The results of the AVERROES study [28] indicate that this patient (who refused to consider anticoagulation) will have prognostic benefit if he takes apixaban 5 mg twice daily. Although not directly compared with aspirin, the other two NOACs, dabigatran in the RE-LY trial [18] and rivaroxaban in the ROCKET-AF trial [22], are also likely to benefit this patient. The most cost-effective NOAC should therefore be considered for this patient. If, however, cost effectiveness is similar across the three options, then apixaban is the one that has the most evidence to support its use in this case.

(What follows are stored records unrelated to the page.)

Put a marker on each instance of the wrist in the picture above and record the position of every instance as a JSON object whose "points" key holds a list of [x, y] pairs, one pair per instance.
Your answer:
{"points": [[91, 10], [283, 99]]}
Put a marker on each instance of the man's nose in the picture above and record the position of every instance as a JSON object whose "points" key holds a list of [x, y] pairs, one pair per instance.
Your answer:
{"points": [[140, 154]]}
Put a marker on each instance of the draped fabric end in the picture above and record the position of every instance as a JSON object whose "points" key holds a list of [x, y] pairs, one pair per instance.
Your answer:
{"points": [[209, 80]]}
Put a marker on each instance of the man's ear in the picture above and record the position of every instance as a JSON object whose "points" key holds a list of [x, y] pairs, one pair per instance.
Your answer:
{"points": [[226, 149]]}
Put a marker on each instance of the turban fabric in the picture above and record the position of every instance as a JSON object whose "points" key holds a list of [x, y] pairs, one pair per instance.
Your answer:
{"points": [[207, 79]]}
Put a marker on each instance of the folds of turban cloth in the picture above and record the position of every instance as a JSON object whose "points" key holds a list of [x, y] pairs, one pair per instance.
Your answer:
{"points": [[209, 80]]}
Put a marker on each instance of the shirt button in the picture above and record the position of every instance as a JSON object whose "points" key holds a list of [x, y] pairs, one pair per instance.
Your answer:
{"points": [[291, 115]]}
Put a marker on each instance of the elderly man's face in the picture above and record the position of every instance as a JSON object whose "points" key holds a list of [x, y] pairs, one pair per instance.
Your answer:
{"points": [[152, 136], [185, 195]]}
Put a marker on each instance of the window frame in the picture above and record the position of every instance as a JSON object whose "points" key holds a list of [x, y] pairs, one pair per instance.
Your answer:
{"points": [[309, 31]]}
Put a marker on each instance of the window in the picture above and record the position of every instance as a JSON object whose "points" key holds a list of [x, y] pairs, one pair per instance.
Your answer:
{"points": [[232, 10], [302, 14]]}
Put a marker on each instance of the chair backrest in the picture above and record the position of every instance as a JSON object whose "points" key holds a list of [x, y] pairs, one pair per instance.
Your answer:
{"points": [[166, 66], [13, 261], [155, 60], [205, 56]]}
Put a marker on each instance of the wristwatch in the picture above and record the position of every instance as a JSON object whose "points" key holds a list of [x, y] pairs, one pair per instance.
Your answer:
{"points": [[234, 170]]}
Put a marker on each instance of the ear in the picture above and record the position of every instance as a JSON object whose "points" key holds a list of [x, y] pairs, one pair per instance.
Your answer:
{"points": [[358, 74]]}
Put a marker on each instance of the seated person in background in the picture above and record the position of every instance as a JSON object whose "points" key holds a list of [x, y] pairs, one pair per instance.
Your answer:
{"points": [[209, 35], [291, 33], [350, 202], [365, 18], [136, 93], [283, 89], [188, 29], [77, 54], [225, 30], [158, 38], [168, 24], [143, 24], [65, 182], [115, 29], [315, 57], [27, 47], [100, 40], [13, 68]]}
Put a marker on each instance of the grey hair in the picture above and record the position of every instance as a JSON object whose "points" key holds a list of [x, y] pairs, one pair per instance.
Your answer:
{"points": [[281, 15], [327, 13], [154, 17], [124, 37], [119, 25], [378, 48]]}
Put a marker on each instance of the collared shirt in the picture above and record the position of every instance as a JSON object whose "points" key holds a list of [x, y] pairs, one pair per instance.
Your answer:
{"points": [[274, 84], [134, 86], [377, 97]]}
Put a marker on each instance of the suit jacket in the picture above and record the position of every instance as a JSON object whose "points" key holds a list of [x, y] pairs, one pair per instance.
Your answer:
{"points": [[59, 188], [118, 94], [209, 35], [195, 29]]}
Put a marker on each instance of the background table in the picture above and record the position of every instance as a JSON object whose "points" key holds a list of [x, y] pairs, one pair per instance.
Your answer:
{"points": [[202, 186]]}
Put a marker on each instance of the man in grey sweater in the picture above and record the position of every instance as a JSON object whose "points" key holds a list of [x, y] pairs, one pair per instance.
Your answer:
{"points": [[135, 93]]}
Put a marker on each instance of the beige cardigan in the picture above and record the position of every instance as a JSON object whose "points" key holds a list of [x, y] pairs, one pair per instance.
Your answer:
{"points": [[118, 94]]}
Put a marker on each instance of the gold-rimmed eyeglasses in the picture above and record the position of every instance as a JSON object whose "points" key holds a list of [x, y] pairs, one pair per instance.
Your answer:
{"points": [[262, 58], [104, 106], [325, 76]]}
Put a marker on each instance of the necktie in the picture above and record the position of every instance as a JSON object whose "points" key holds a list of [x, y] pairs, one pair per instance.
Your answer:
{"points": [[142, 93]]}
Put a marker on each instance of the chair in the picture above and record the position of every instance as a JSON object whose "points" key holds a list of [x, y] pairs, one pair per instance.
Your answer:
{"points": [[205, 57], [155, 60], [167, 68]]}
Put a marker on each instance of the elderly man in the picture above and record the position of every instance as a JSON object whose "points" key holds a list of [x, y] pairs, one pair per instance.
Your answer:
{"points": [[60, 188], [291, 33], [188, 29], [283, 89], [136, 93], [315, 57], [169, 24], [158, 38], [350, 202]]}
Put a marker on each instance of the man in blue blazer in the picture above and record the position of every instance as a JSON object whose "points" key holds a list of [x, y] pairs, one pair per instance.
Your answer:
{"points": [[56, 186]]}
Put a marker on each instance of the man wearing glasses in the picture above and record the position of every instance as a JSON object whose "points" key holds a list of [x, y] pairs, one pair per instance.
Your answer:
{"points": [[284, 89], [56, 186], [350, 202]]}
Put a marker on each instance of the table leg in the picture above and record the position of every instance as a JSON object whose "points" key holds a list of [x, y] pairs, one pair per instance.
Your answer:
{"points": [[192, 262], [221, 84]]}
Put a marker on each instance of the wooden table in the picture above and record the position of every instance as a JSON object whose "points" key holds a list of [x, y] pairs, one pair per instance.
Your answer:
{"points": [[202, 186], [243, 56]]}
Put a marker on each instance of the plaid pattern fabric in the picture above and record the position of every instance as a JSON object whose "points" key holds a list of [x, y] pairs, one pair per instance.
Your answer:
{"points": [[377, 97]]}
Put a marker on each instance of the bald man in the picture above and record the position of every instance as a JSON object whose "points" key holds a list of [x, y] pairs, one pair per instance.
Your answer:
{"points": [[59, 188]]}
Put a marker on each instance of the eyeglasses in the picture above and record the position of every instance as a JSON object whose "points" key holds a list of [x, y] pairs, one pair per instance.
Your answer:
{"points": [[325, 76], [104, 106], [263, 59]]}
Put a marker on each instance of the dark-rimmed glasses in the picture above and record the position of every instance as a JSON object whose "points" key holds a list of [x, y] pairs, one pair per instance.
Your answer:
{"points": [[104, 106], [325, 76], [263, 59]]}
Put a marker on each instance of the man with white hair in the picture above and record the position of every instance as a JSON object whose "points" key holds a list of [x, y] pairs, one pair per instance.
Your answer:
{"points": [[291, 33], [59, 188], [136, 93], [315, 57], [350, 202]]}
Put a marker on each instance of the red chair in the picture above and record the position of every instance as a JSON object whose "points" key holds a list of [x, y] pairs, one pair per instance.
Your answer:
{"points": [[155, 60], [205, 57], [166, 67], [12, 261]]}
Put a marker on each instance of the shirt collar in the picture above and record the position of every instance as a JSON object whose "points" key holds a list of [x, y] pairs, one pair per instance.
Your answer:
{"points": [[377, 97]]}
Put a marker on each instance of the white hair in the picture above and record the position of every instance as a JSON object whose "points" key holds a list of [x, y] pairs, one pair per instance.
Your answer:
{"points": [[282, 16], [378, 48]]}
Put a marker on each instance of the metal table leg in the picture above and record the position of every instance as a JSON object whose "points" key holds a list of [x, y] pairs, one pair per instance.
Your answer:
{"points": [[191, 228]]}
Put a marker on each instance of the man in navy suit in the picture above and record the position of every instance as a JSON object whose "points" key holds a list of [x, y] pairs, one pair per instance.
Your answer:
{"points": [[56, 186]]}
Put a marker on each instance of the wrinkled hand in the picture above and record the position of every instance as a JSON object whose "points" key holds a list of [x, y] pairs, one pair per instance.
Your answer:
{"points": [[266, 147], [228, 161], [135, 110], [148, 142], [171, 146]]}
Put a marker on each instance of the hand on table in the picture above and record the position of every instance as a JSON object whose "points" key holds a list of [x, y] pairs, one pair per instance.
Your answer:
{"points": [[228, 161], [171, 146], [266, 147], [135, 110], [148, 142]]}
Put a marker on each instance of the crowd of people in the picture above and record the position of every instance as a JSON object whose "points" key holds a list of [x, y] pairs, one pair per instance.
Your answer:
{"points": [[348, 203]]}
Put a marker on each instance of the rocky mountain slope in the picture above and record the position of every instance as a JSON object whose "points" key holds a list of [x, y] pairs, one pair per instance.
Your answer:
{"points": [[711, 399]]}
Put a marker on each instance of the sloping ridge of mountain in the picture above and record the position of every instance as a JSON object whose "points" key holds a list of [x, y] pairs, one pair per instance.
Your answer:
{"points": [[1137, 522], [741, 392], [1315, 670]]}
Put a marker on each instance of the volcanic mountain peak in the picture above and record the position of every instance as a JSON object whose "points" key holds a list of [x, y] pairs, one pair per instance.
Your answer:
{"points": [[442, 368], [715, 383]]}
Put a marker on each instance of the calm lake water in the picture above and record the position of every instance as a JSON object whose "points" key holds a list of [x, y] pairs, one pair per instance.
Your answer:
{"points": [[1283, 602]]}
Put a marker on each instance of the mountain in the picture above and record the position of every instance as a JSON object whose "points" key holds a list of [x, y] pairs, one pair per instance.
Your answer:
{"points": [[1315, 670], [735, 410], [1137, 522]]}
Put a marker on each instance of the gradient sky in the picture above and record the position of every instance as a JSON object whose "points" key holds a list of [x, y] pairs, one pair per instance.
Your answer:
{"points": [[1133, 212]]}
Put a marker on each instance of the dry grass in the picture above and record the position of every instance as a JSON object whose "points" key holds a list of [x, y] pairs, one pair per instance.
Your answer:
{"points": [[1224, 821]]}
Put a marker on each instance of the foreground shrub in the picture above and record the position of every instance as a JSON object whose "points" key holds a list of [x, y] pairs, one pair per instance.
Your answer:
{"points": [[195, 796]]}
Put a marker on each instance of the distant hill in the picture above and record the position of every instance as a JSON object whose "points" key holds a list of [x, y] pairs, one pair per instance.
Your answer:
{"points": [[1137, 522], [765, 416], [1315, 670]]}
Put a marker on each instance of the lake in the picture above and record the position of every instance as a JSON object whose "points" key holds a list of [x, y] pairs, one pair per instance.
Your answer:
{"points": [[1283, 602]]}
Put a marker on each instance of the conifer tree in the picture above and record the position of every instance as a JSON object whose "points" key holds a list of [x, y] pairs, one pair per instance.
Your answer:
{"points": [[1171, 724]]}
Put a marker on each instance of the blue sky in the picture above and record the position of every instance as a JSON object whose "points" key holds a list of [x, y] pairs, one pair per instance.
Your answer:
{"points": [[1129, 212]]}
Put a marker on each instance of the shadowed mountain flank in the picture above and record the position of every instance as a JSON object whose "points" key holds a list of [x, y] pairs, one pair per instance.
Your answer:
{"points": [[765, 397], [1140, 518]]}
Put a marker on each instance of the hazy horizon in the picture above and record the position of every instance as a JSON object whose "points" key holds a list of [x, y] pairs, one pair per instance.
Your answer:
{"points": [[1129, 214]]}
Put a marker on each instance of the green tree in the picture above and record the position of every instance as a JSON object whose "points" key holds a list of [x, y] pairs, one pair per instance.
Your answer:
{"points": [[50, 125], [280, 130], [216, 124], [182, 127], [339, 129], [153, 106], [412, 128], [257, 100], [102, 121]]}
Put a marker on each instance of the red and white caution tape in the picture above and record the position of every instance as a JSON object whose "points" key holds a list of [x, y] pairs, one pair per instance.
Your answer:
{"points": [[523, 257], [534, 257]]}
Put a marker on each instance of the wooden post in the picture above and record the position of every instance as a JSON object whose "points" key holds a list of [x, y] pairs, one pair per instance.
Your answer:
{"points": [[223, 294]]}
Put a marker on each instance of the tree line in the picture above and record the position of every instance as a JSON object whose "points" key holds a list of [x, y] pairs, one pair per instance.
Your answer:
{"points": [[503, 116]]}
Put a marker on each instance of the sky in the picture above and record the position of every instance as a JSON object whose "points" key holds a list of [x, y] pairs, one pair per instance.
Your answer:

It is important to highlight that NOACs can only be used in patients with isolated non-valvular AF. They are not appropriate for patients with AF and other co-existing pathology, for example, a metallic mitral valve. Although a NOAC should not be offered routinely as a first-line treatment for anticoagulation in isolated AF, they can provide an excellent alternative to warfarin, particularly for patients with a low percentage time in therapeutic range (Case 3). Physicians should therefore monitor time spent in therapeutic range during clinic appointments as now there is a possibility of switching warfarin to a NOAC that is likely to be more effective for such patients.

10. Conclusion

The NOACs increase the therapeutic armamentarium available for patients with non-valvular AF who require thromboembolic prophylaxis and are likely to shape the future of anticoagulation. However, on the basis of the evidence currently available, considering the benefits, risks, and convenience against their cost effectiveness in “real life” clinical practice [33], one cannot recommend any of the NOACs as panacea and first-line therapy for everyone. Many patients, particularly those with high thromboembolic and bleeding risk, with poor INR control or who refuse warfarin therapy, are likely to benefit more from a NOAC. Over the next few years, these groups of patients should be offered a NOAC initially. Warfarin is likely to remain in use for the majority of patients with AF for the next few years and is likely to celebrate its centurial birthday. However, with the current generation of NOACs and the likelihood of new improved ones that will follow over the next decade, warfarin will probably lose its place as the most commonly used anticoagulant for AF.